The Interplay of Harness Design and Post-Training in LLM Agents
Kyungmin Kim ⋅ Youngbin Choi ⋅ Seoyeon Lee ⋅ Suhyeon Jun ⋅ Dongwoo Kim ⋅ Sangdon Park
Abstract
Tool-integrated LLM agents are typically studied with the *harness*, the scaffolding that determines which tools are exposed, how they are described, and what auxiliary information accompanies each per-step observation. This scaffolding is treated either as a fixed engineering detail or as a knob tuned only in the training-free regime. How harness design interacts with post-training is left largely unexamined, even though deployed agents are routinely post-trained and routinely face shifts in their tasks and tool environments. We study this interaction directly.

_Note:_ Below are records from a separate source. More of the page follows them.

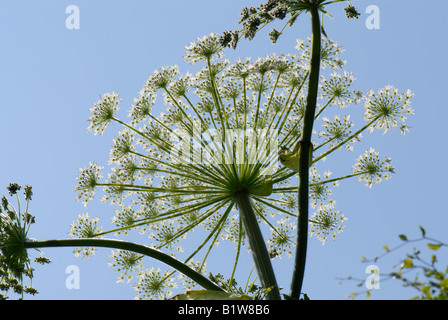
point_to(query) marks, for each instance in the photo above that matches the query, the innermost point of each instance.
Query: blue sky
(50, 76)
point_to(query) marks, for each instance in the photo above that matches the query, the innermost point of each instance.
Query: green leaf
(444, 283)
(422, 230)
(210, 295)
(434, 246)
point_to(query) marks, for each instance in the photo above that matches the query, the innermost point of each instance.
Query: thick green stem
(257, 245)
(129, 246)
(305, 149)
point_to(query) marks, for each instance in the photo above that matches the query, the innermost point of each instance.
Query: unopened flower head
(371, 168)
(207, 48)
(388, 108)
(103, 112)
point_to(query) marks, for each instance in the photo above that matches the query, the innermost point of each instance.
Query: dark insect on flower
(273, 35)
(351, 12)
(13, 188)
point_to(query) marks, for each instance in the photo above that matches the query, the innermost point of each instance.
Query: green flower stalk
(381, 112)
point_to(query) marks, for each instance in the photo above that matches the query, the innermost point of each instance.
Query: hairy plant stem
(257, 245)
(129, 246)
(304, 164)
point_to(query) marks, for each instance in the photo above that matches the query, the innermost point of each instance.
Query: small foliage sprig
(15, 264)
(415, 270)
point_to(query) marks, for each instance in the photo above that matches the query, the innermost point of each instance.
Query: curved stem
(305, 144)
(129, 246)
(257, 245)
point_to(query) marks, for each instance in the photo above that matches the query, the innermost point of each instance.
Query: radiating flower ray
(220, 134)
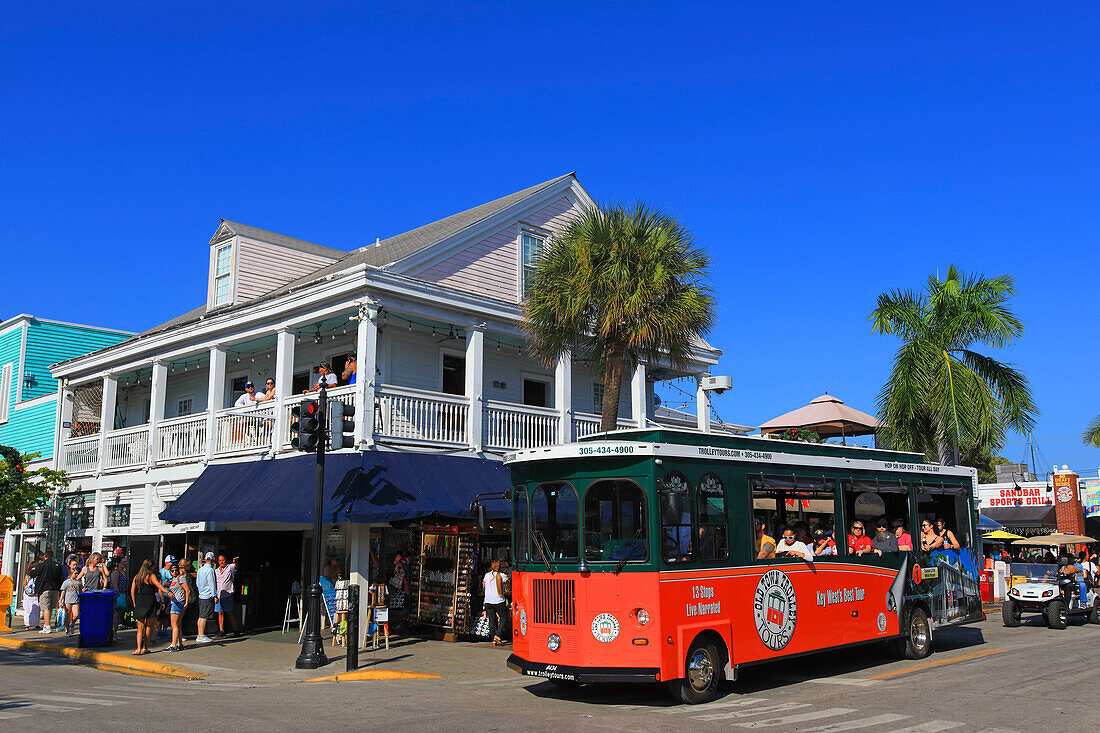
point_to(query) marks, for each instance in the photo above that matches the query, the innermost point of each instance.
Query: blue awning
(366, 487)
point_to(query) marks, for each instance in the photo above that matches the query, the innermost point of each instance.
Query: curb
(106, 660)
(373, 674)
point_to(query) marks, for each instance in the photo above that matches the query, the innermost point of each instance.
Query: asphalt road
(981, 678)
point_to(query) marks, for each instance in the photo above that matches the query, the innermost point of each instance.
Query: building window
(118, 515)
(223, 258)
(81, 517)
(6, 391)
(530, 248)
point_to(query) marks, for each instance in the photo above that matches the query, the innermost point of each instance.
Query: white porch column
(359, 569)
(216, 395)
(284, 381)
(475, 379)
(366, 353)
(563, 396)
(107, 415)
(702, 405)
(638, 395)
(156, 397)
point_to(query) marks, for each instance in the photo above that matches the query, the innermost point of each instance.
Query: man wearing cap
(249, 397)
(208, 590)
(327, 379)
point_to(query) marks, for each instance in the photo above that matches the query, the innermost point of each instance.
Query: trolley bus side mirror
(672, 509)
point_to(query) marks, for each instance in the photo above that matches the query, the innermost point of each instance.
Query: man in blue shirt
(208, 590)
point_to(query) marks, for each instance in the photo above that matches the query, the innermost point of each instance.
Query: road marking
(798, 718)
(931, 726)
(703, 708)
(964, 657)
(779, 707)
(855, 724)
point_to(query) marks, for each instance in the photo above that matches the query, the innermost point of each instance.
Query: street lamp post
(312, 646)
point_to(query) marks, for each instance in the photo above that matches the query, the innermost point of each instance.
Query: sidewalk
(270, 656)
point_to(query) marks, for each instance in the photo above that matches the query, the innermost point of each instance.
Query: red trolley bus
(644, 556)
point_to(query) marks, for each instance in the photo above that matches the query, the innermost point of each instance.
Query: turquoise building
(29, 403)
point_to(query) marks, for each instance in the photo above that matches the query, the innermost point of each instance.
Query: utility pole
(312, 646)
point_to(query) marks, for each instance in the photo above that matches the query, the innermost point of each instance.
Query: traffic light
(339, 426)
(306, 429)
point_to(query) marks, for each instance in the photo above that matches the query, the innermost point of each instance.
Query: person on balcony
(327, 379)
(249, 397)
(350, 370)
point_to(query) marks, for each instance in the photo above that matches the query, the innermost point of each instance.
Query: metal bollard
(352, 638)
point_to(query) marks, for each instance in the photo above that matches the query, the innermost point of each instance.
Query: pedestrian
(47, 584)
(70, 597)
(94, 576)
(143, 592)
(226, 572)
(495, 605)
(180, 597)
(208, 592)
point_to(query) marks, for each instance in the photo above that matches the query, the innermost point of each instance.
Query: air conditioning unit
(718, 384)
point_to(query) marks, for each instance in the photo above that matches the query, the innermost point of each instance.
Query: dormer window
(530, 249)
(222, 273)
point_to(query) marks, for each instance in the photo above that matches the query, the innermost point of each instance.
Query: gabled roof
(282, 240)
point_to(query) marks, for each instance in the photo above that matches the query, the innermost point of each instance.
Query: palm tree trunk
(613, 382)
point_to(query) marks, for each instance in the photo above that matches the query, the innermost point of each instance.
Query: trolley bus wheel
(702, 675)
(1056, 614)
(916, 643)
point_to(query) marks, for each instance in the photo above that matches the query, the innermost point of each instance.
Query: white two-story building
(435, 318)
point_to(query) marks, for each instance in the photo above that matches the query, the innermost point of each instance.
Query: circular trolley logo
(605, 627)
(776, 610)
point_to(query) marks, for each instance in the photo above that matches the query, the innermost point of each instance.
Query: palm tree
(618, 285)
(1091, 436)
(942, 394)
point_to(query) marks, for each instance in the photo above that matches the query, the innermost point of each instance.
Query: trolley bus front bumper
(584, 674)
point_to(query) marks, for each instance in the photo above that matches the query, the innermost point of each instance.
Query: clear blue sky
(823, 152)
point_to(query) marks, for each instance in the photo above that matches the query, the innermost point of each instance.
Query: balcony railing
(516, 427)
(81, 455)
(183, 438)
(127, 448)
(244, 429)
(409, 415)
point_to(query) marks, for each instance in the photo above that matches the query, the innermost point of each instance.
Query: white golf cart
(1046, 589)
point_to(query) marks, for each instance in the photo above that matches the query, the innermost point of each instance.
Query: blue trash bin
(97, 617)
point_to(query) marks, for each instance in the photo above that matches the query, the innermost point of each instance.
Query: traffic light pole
(312, 646)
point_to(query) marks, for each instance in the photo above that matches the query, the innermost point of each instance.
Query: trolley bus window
(804, 504)
(615, 522)
(553, 515)
(876, 505)
(519, 521)
(675, 532)
(711, 510)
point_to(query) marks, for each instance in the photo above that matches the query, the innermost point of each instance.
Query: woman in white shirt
(495, 606)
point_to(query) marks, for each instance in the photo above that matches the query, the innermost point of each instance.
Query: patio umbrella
(827, 416)
(1000, 534)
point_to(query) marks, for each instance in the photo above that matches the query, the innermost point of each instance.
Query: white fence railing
(516, 427)
(344, 395)
(81, 455)
(244, 428)
(408, 414)
(182, 438)
(127, 447)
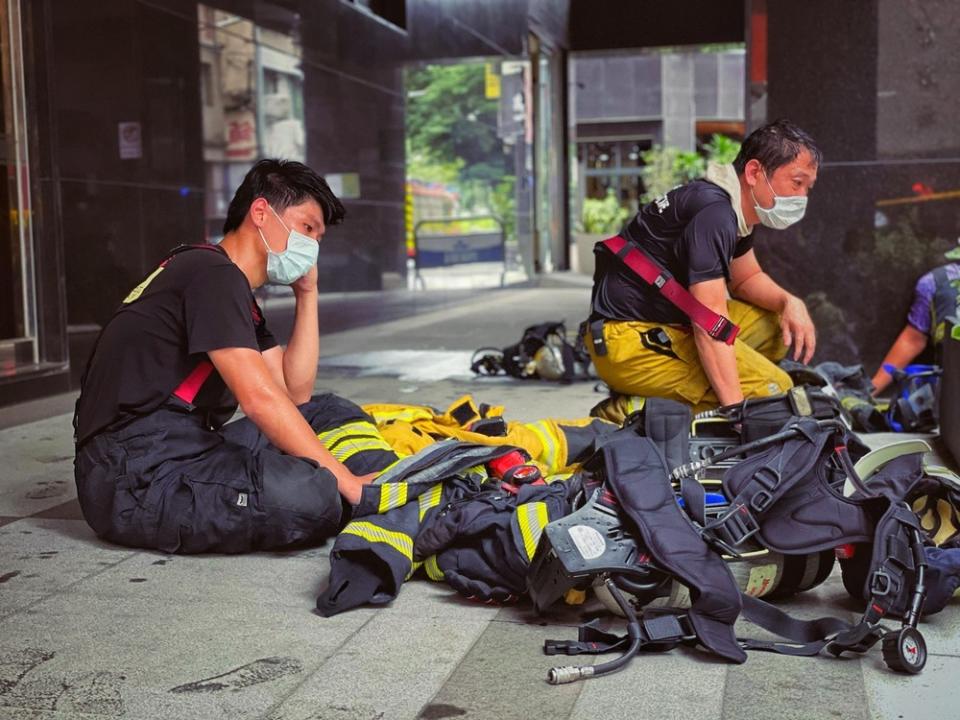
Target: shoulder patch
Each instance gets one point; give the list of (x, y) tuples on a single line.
[(138, 290)]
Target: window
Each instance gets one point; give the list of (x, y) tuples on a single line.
[(393, 12)]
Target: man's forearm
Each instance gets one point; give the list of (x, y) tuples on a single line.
[(719, 362), (285, 427), (761, 290), (303, 351)]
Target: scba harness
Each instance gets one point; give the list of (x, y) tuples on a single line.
[(630, 536)]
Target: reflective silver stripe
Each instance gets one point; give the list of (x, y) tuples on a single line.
[(400, 542), (429, 499), (392, 495)]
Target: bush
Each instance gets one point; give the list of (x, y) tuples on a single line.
[(605, 216)]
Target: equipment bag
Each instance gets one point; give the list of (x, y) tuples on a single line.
[(543, 352)]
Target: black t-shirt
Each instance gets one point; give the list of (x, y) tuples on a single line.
[(691, 232), (196, 300)]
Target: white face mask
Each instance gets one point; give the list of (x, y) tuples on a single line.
[(293, 263), (786, 210)]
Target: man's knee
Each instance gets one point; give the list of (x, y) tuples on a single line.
[(297, 502)]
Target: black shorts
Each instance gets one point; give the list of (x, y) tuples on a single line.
[(166, 482)]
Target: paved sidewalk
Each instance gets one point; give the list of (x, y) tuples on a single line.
[(89, 630)]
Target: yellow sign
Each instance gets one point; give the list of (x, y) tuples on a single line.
[(491, 82)]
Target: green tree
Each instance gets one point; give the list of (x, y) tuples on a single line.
[(667, 167), (449, 118)]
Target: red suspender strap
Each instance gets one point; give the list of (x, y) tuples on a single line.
[(188, 389), (716, 326)]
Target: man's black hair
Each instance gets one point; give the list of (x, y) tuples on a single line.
[(282, 183), (775, 145)]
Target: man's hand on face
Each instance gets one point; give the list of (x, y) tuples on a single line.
[(798, 329), (306, 284)]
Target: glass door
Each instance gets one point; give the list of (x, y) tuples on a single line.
[(18, 317)]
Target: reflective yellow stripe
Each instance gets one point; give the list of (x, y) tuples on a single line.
[(548, 455), (348, 448), (532, 518), (635, 403), (432, 569), (392, 495), (405, 414), (400, 542), (360, 429), (413, 568), (429, 499)]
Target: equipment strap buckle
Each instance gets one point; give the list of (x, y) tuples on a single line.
[(737, 523), (769, 479), (858, 639), (881, 583)]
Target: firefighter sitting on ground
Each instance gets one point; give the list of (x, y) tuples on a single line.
[(700, 234), (155, 465), (936, 299)]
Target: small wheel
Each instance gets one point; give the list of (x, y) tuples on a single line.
[(905, 651)]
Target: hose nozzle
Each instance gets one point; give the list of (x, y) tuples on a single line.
[(568, 674)]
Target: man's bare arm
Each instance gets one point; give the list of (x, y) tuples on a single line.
[(749, 282), (268, 406), (909, 343)]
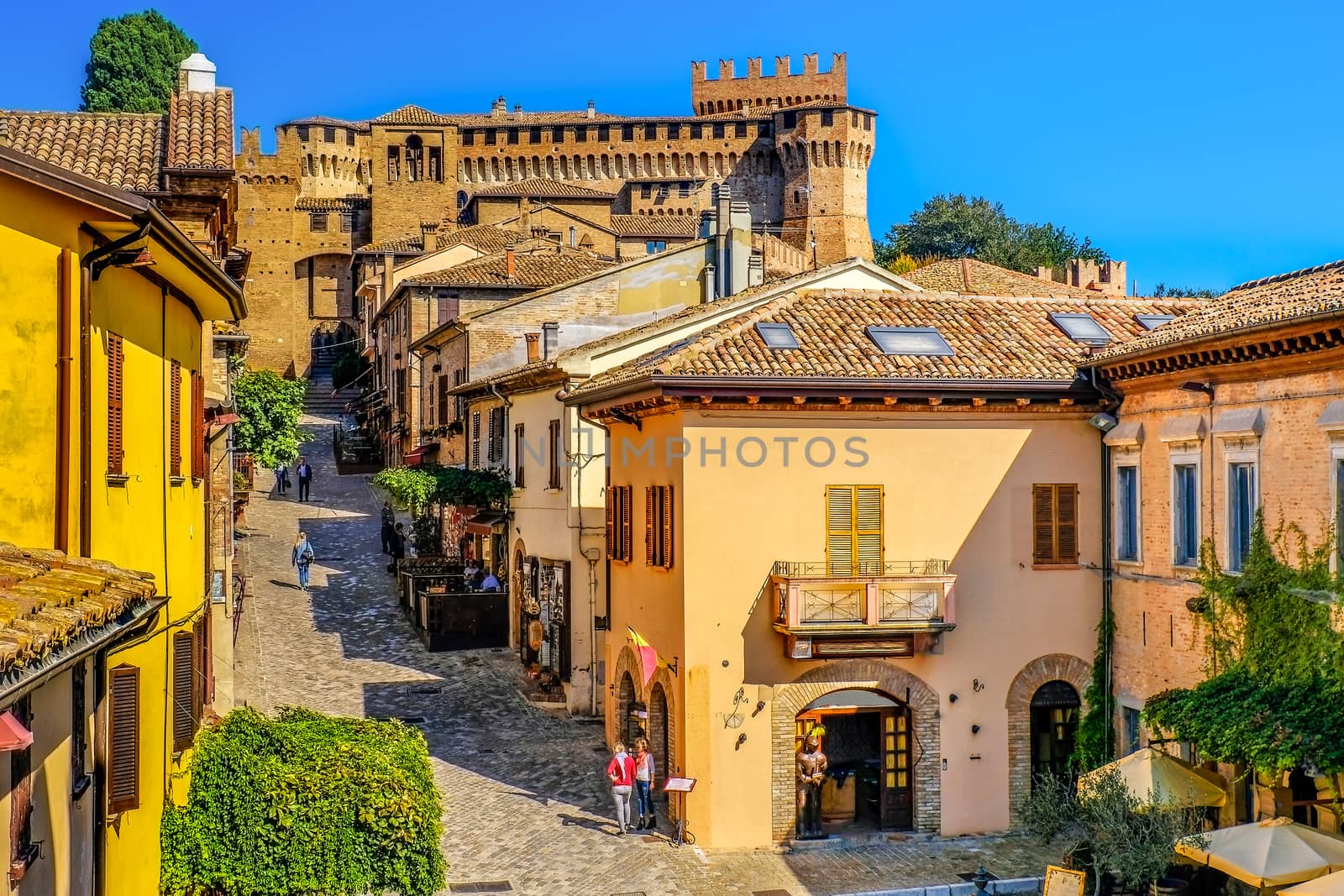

Building a benchmark on top of $\texttt{ALFWorld}$, we expose three independently controllable design dimensions (tool schema, task type, and harness) and evaluate agents across four regimes: zero-shot, in-distribution post-training, task shift, and tool environment shift, each run under three harness levels. Our experiments show that harness and post-training are not separable design choices. Harness richness alone drives large zero-shot gaps, the harness used during post-training reshapes both in-distribution success and out-of-distribution robustness, and a harness applied only after training recovers little of the benefit of training with it in place. For the smaller model, a harness is in fact a prerequisite for post-training to take effect at all. These results indicate that the harness should be treated as a first-class design dimension, chosen jointly with post-training rather than after it.